Part of that frustration is the general perception that his appointment as minister in 2015 was largely a compensation for his role in the election of President Muhammadu Buhari, rather for his competence. Throughout his four years in office Shittu has done very little to disabuse the minds of many that he was not the right man for the job. Instead, his most documented achievements include political upheavals in his home state Oyo and a failed attempt to clinch the APC party ticket for the state’s gubernatorial election which led to a fallout with the leadership of the party. He had also confessed to not attending the one-year compulsory service and getting his National Youth Service Corps (NYSC) certificate.

Nonetheless, it should be said that the ICT ministry under Adebayo saw a few positive developments. One of them was the plan to rebrand NIPOST from mere transmission of letters and postal materials to a profitable venture. The plan was to create new business arms including NIPOST Banking and Insurance Company, NIPOST Property and development, NIPOST Transport Company, and NIPOST e-Government Services Company. As far as reality goes, none of those new businesses has seen the light of day. However, many people who have used the services of NIPOST in recent times have noted the improved services.

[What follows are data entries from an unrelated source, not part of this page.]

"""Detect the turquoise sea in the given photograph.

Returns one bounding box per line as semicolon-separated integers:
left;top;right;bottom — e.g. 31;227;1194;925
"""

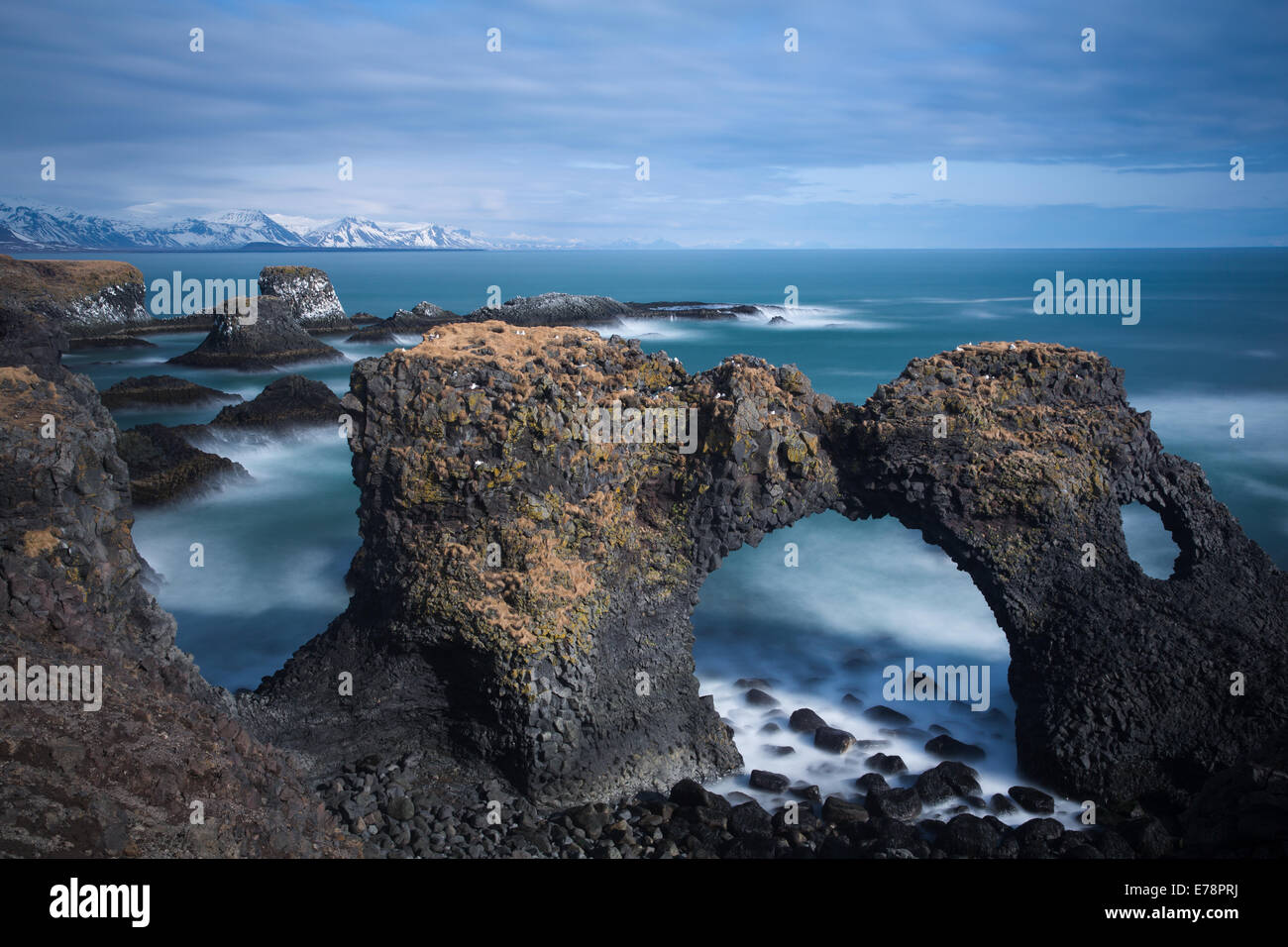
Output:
45;250;1288;819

Under his stewardship, investment into the telecommunications sector also increased to about $5 billion every quarter. Some would however argue that this was more of private sector doggedness than any serious display of leadership thinking from Shittu’s ministry. For instance, while the number of active voice subscribers rose to 165 million and 104 million Nigerians took to the internet, the quality of internet hardly improved despite attaining over 33 per cent broadband penetration. This was because the broadband penetration was mostly focused on mobile wireless; the Shittu administration largely ignored fixed wireless.

“Shittu’s ministry only builds computer centres here and there,” said Laolu Samuel-Biyi, co-founder of SureGifts Group, a fintech company.

Under Shittu’s watch, Etisalat Group terminated its management agreement with its Nigerian brand and left the country. 9Mobile which was left from that inglorious transaction has struggled since to attract a suitor. There was never a time Shittu brought his personality to bear on the sale of 9Mobile. The same scenario has continuously repeated itself throughout the MTN and CBN dispute.

Nigeria’s ICT sector has become one of the most important segments of the economy given the need to drive the new digital economy. Industry experts have also called for public servants that understand the potential and have the vision to create an enabling environment for innovators to flourish in order to attract the necessary investment in the sector. African countries like Rwanda, Kenya, Ghana and South Africa are taking the question of leadership of the sector more serious than they would have many years ago.

They realise for instance, that without ICT the internet that the efficiency and productivity of other sectors largely depend on in the new digital era will not be possible. ICT is the bedrock of technological innovations. Playing politics with such a ministry is not in anyone’s best interest.